Rather than give up at that point, the Tribal Council and two First Nations went back to negotiating with the Ministry of Health, and eventually came to an agreement.

The provincial health officer then imposed several limitations on the agreements that prevent First Nations leaders from disclosing all the information they receive to people in their communities. This fact is highlighted in the contract itself.

“The Provincial Health Officer and the Nation agree that the information disclosure in this Agreement does not satisfy the requests made by Heiltsuk Tribal Council, Nuu-chah-nulth Tribal Council and Tsilhqot’in National Government, and they view negotiating this Agreement to have been a long and frustrating process,” Section I. of the background reads.

Even though proximate case data will now be disclosed, it will be provided to just one person in each Nation who can then share it with the council or governing body. 

The number of cases in each neighbouring community can’t be revealed to members of the Nation at large unless there are more than 10 cases in cities with a population less than 20,000, or more than five cases in cities with a population of more than 20,000. 

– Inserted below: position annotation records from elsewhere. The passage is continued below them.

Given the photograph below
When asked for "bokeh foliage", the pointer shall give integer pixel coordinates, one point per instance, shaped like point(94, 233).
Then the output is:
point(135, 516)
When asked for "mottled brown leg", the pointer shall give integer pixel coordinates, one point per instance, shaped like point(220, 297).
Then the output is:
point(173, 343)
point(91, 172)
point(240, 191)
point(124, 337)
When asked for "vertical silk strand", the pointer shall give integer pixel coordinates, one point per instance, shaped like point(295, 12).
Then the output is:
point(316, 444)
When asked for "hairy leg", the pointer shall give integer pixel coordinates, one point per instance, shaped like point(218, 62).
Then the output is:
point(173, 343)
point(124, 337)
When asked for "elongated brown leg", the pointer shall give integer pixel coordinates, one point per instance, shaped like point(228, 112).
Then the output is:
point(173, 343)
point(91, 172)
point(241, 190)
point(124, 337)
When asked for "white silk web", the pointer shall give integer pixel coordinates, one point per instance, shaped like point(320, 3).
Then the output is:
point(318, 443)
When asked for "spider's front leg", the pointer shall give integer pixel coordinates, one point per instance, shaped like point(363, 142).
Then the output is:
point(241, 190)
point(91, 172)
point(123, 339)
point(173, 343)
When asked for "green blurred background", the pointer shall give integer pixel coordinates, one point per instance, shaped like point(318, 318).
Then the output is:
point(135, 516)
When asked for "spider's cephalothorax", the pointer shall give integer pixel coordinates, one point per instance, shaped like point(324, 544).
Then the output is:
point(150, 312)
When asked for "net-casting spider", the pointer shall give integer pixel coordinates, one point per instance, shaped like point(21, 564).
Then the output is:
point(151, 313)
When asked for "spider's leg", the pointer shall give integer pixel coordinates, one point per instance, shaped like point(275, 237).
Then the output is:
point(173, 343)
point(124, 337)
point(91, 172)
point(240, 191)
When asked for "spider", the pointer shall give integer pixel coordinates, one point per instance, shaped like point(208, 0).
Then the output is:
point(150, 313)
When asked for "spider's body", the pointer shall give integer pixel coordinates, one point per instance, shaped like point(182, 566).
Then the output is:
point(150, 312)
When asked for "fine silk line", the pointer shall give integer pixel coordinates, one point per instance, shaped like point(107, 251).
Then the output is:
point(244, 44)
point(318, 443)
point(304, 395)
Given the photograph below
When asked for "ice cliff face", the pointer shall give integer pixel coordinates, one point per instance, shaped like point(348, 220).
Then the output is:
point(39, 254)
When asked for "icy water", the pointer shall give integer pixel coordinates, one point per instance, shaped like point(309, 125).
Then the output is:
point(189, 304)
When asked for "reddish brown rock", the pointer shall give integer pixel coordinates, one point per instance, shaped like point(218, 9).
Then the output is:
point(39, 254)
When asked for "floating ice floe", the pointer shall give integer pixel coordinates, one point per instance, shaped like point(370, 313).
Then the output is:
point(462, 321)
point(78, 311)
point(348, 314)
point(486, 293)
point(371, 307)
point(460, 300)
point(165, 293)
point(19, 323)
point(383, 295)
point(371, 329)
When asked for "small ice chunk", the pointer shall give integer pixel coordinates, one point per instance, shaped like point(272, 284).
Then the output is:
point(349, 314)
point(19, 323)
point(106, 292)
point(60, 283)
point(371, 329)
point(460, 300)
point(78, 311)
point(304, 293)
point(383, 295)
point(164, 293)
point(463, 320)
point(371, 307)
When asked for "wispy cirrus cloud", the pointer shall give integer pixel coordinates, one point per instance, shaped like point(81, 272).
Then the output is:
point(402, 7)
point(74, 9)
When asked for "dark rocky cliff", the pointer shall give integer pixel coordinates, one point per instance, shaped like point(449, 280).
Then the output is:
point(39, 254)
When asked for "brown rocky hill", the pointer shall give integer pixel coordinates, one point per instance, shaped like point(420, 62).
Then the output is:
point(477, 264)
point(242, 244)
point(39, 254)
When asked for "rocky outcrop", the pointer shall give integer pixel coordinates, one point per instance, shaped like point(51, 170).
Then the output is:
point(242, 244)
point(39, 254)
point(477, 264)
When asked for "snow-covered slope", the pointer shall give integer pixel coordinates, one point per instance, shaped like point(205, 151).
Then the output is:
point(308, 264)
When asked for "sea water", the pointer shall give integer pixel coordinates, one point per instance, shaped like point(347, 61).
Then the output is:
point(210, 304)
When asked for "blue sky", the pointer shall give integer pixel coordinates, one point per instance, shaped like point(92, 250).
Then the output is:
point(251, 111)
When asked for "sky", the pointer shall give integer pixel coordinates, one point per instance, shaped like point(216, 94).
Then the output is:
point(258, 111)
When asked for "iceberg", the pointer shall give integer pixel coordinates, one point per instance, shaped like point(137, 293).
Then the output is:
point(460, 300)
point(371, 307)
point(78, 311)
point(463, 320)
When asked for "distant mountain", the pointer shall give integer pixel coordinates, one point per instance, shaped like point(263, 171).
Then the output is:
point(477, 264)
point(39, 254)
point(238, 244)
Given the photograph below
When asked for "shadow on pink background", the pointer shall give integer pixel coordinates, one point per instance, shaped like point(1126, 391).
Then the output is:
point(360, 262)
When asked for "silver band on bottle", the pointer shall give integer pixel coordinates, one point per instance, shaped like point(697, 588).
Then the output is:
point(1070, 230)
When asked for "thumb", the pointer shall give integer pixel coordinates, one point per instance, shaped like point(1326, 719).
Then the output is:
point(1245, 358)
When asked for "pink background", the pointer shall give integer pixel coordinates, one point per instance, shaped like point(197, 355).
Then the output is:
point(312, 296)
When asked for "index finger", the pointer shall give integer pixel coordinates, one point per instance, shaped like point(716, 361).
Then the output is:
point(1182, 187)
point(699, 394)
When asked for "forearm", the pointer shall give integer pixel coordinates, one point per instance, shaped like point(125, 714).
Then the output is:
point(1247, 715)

“We knew from all our months of negotiations and trying to get the information we wanted that she [Dr. Bonnie Henry] would never do what we needed or wanted,” Sayers said.

“So, you know, you take second best, you grin and bear it. We can get the information that we want, we just have to be so careful.”

These limitations mean there will be more questions from members of First Nations communities when their leadership advises people not to visit certain regions due to higher risks, thereby perpetuating a lack of transparency.